Quanto porta nella sua quotidianità l’ingegnere che è in lei?
«Per lavoro devo raccogliere informazioni, razionalizzarle e dividerle in sotto-problemi, questo approccio diventa una forma mentis che si riflette anche nella vita di tutti i giorni, facendo prevalere la parte razionale. A questo si aggiunge nel quotidiano una passione per la tecnologia che va oltre il lavoro».
Qualche rimpianto?
«Premesso che rifarei tutto, ho avuto grosse responsabilità sul lavoro in anni in cui ero molto giovane. Ho perso per strada un po’ di spensieratezza, recuperata in un colpo solo quando è nata la mia Giulia».

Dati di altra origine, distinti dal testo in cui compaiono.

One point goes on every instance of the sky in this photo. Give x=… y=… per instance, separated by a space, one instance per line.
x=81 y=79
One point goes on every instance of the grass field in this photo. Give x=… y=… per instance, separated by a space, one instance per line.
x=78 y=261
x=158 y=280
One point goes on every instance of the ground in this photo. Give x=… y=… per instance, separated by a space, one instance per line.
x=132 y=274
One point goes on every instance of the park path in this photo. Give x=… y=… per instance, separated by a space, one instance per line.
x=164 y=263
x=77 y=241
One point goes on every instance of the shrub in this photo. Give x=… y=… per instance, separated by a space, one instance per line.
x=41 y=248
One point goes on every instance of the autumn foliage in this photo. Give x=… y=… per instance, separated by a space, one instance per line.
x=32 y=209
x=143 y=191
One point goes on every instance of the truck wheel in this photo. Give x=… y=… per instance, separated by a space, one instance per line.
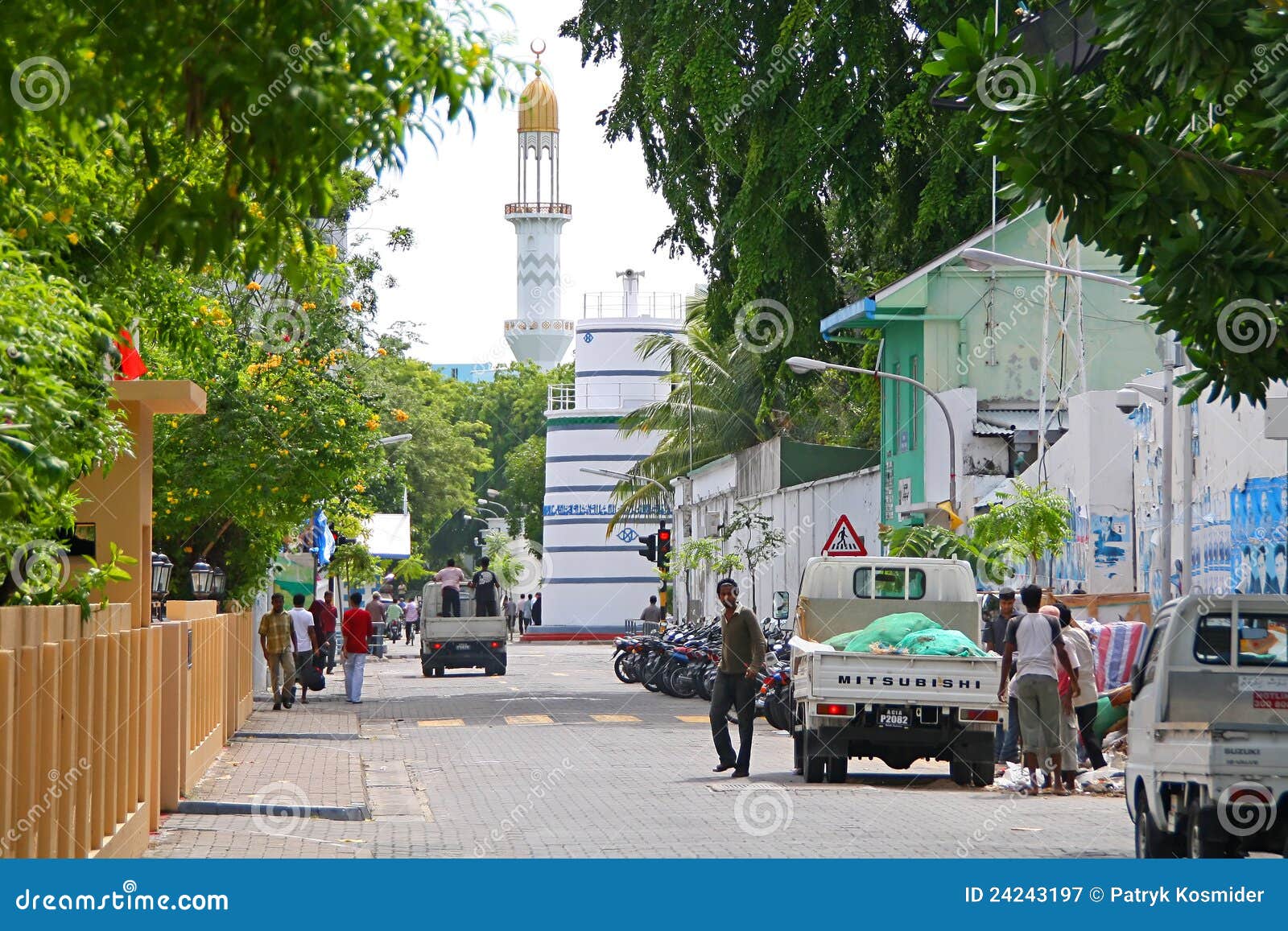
x=813 y=759
x=837 y=769
x=1203 y=840
x=1150 y=842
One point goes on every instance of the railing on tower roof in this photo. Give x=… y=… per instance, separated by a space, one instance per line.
x=539 y=208
x=661 y=304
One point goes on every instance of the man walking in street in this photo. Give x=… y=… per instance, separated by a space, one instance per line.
x=306 y=645
x=1034 y=645
x=1006 y=740
x=526 y=603
x=324 y=622
x=741 y=657
x=450 y=577
x=276 y=637
x=485 y=591
x=356 y=628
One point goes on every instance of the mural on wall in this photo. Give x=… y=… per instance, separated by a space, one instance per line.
x=1259 y=562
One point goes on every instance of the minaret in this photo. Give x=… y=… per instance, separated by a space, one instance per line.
x=539 y=332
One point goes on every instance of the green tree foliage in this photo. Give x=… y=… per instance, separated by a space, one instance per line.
x=221 y=105
x=789 y=138
x=1028 y=523
x=1170 y=154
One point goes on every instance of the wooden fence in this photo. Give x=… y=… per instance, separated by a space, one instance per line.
x=98 y=718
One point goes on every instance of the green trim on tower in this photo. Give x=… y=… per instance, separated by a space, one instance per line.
x=570 y=422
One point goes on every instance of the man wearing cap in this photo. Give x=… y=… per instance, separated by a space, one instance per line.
x=742 y=654
x=1006 y=742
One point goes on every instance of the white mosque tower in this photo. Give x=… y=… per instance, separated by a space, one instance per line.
x=598 y=579
x=539 y=332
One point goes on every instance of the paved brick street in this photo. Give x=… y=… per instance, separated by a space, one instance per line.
x=559 y=759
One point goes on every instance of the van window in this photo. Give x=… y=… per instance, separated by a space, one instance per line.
x=1212 y=641
x=1262 y=641
x=889 y=583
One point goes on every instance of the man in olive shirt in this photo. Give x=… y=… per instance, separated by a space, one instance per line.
x=277 y=641
x=742 y=654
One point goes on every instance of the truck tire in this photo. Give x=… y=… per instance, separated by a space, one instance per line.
x=813 y=760
x=837 y=769
x=1150 y=842
x=1203 y=840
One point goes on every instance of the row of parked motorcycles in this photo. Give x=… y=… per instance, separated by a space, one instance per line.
x=683 y=662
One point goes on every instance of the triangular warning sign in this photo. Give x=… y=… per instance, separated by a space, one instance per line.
x=844 y=541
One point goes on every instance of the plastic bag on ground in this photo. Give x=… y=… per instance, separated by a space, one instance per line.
x=940 y=643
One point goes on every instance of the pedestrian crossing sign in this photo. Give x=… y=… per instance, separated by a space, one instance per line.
x=844 y=541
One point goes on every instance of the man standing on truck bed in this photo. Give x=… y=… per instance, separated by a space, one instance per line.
x=451 y=577
x=1034 y=641
x=485 y=591
x=742 y=653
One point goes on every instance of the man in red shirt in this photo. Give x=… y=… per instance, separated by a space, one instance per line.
x=324 y=620
x=356 y=628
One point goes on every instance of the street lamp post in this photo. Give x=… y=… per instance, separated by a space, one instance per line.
x=800 y=365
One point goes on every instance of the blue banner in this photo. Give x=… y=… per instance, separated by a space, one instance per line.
x=596 y=894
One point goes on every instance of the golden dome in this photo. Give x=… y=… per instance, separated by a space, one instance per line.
x=539 y=109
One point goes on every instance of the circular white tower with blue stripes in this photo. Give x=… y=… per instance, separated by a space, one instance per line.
x=599 y=579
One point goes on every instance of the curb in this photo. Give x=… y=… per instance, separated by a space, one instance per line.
x=330 y=813
x=270 y=735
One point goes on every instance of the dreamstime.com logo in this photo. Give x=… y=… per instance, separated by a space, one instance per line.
x=1246 y=326
x=764 y=325
x=39 y=566
x=58 y=785
x=1246 y=809
x=1005 y=84
x=280 y=809
x=39 y=84
x=763 y=810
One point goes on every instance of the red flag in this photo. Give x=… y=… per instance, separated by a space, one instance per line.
x=132 y=364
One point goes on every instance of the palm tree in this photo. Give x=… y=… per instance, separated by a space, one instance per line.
x=712 y=411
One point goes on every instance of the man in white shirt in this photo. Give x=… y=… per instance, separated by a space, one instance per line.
x=306 y=645
x=1034 y=643
x=451 y=579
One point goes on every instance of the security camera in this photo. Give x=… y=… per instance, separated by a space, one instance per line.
x=1127 y=399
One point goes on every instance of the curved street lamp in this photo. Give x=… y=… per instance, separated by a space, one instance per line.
x=802 y=365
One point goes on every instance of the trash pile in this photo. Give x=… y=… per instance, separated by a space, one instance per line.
x=907 y=632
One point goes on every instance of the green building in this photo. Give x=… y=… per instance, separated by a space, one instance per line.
x=992 y=341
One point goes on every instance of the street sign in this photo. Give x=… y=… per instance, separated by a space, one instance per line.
x=844 y=541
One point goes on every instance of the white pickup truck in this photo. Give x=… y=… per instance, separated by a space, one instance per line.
x=897 y=708
x=459 y=643
x=1208 y=731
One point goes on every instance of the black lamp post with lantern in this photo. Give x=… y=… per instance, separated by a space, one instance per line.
x=161 y=571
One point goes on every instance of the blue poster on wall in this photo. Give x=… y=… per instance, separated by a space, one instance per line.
x=1259 y=562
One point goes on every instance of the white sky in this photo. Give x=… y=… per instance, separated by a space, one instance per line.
x=457 y=283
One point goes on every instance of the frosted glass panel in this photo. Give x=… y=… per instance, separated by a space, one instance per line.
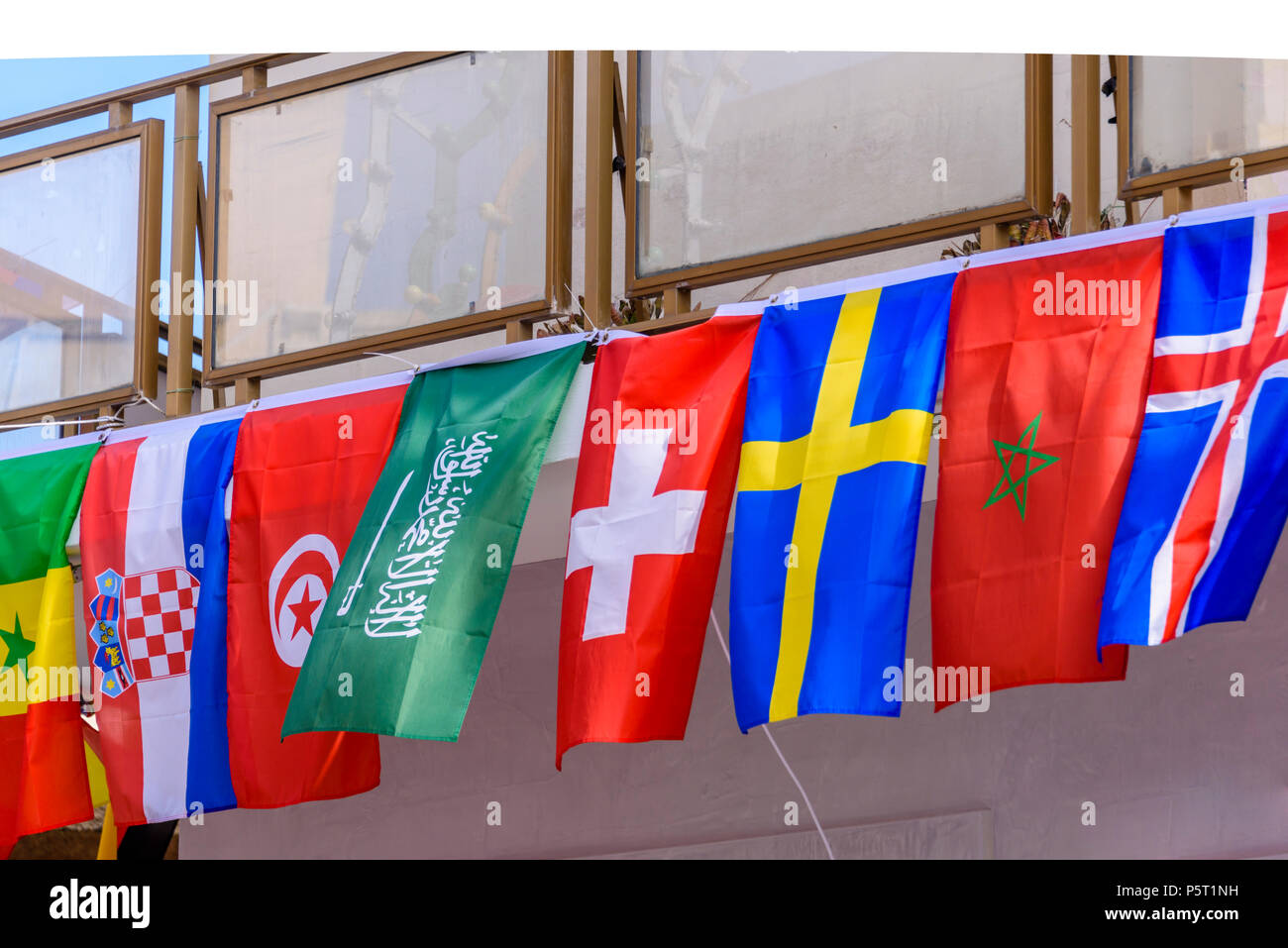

Quando ha capito che voleva diventare un ingegnere?
«In realtà ero indeciso se scegliere Lettere all’Università perché l’insegnante di italiano e latino mi continuava a ripetere che ero portato per le materie umanistiche. Per un attimo ho anche pensato di fare Conservatorio perché avevo la passione per la chitarra elettrica. A portarmi sulla strada dell’ingegneria informatica è stato il Commodore 64 di mia sorella. Quando glielo regalarono aveva quattordici anni e io sette: lei lo abbandonò dopo un giorno, io me ne innamorai a prima vista. E le svelo un segreto: non me ne sono mai separato, lo conservo ancora gelosamente».